I think the main problem is getting ahold of the SDK.

I thought it was a variety of J2ME they used.


It's like turning a real page! :)


I posted the 24-hour results in chart form here: http://programmingzen.com/2011/09/20/mobile-development-mark...


I work on Android and develop small games, I also wrote an android program for a programming contest that was an inbox for a workflow management system called Documentum..


Android and iOS consume my day. It is a wonderful time to be programming in these environments - so rich, so easy to use, and so fun.


Android, iOS, and BlackBerry here.

While Android and iOS have great Tools, I still hope RIM is going to release a great Native SDK for QNX.


I am surprised at the amount for Windows Phone, given the age (and adoption) of the platform.


This reflects my experience with my clients. I develop for iOS, Android, and WinPhone7. I've lately gotten quite a robust bit of WinPhone7 contract work coming through my doors. And it's not because there seems to be some huge explosion of demand for it, but rather that nobody else locally seems to be developing for it. So due to the scarcity of local developers, I'm getting a larger proportion of Phone7 work, and I'm having to raise my rates.


J2ME should be an option


No mobile for the moment, used to do J2ME some 5-6 years ago.


iOS, Android, webOS, Blackberry, J2ME

The first two are so much nicer to develop for due to tooling, webOS is pretty nice but perhaps a dead end!

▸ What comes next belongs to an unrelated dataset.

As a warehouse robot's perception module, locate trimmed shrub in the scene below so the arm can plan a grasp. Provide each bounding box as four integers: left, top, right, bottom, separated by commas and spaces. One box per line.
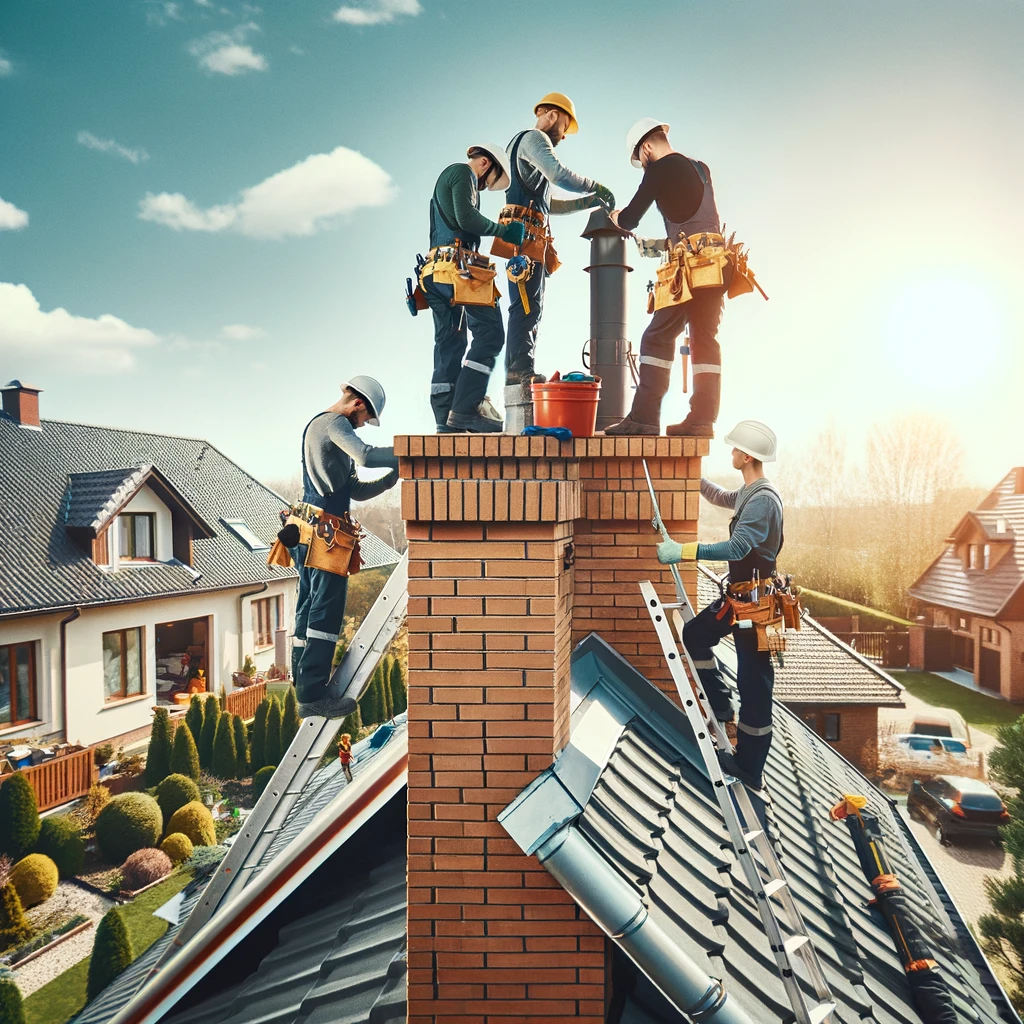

I've been wondering that about webOS. I've started making a few apps that fill my own personal wants for the platform; and it seems that in the short-term it's a platform primed for opportunistic development.

Hundreds of thousands of consumers have recently gotten their hands on a Touchpad, and the HP store has so little new content coming into it that competition is pretty much non-existent. There are also plenty of gaps that are entirely unexploited by existing apps that haven't been found in iOS/Android since they launched.


What's this Backberry OS? :-)


About 6 weeks ago, we launched our new mobile website using jQuery Mobile at www.crutchfield.com (viewable on your smartphone). Fun project and JM is truly impressive!